One man’s junk is another man’s robot

The World
Berlin artist Kolja Kugler and his animatronic puppet Sir Elton Junk.

This is Sir Elton Junk — an animatronic puppet made of scrap metal, machine parts, and an Elton John spirit.

Kolja Kugler, a Berlin artist, is the robo-puppeteer. He is fascinated with nature and can't help but notice that parts of machines resemble parts of the human body.

"I just get an urge to free them from their unnatural state and put them back in their proper place," Kugler said in a recent talk for TEDxBerlin.

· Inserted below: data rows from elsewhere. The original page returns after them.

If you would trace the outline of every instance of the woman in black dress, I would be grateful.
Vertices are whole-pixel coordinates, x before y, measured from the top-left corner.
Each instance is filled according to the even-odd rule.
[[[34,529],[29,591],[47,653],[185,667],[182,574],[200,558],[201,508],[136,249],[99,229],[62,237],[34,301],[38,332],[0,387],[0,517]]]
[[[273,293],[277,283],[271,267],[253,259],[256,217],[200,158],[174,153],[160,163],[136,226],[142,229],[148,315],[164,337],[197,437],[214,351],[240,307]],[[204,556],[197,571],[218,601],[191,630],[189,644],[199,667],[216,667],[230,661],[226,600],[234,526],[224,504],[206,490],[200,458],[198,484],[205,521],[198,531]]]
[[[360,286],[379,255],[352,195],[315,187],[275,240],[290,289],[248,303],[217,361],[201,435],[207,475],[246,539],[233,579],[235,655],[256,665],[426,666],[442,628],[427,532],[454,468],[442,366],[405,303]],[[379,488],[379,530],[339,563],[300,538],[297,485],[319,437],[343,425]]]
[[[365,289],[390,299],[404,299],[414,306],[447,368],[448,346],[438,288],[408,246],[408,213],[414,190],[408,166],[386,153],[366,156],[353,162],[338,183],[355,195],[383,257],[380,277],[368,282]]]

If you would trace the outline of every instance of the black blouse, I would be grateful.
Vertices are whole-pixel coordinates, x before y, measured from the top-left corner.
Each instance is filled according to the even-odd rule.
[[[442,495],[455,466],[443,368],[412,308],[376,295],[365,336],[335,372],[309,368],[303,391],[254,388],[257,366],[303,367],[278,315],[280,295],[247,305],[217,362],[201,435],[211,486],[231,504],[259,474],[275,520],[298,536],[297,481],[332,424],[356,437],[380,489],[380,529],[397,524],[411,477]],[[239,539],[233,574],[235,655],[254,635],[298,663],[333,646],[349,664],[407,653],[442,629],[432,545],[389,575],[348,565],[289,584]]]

That's how the lid of an electric motor became Sir Elton Junk's head, and how pliers became his face. Parts of heart and lung machines help keep him alive, and pneumatic pistons using compressed gas power his facial expressions. 

In one crowd-pleasing skit, Sir Elton Junk — who sits in a supermarket cart — drinks a cup of water, sprays it out, and covers his eyes with his arm in embarrassment. All the while, Kugler manipulates him with a simple machinery grid.

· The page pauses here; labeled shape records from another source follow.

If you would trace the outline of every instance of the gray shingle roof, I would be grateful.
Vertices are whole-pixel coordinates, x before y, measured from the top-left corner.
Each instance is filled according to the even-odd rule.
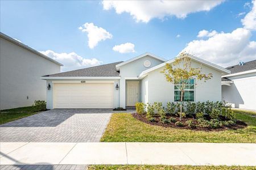
[[[118,76],[115,65],[122,61],[114,62],[106,65],[50,74],[45,76]]]
[[[256,69],[256,60],[245,62],[243,65],[238,65],[226,67],[231,71],[231,74]]]

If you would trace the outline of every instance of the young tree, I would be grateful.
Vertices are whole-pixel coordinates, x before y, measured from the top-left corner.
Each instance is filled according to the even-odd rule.
[[[179,86],[181,92],[180,121],[181,120],[183,98],[185,92],[185,83],[192,78],[206,82],[212,78],[212,73],[208,74],[202,73],[202,67],[192,68],[191,59],[189,55],[185,52],[180,53],[174,62],[167,63],[163,70],[161,71],[164,74],[167,82],[174,84],[180,84]]]

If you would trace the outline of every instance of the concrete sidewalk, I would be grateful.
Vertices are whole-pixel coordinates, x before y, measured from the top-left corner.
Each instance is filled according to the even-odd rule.
[[[0,143],[0,164],[256,165],[255,143]]]

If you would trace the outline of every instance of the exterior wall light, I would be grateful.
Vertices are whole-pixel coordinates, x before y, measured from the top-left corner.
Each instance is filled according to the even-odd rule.
[[[51,85],[49,83],[48,83],[47,88],[48,90],[51,90]]]

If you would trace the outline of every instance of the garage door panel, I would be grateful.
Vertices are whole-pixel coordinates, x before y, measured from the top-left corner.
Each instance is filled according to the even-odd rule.
[[[113,83],[55,83],[55,108],[113,108]]]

Kugler taught himself engineering and mechanics, with the help of some friends. He says it took him one year to build Sir Elton Junk, and twelve years to repair him. "He breaks all the time," he says.

The artist took Sir Elton Junk on the road for a five-and-a-half-year trip to Southeast Asia, Australia and the three Americas. These days, they perform together at the Mauerpark outdoor flea market in Berlin.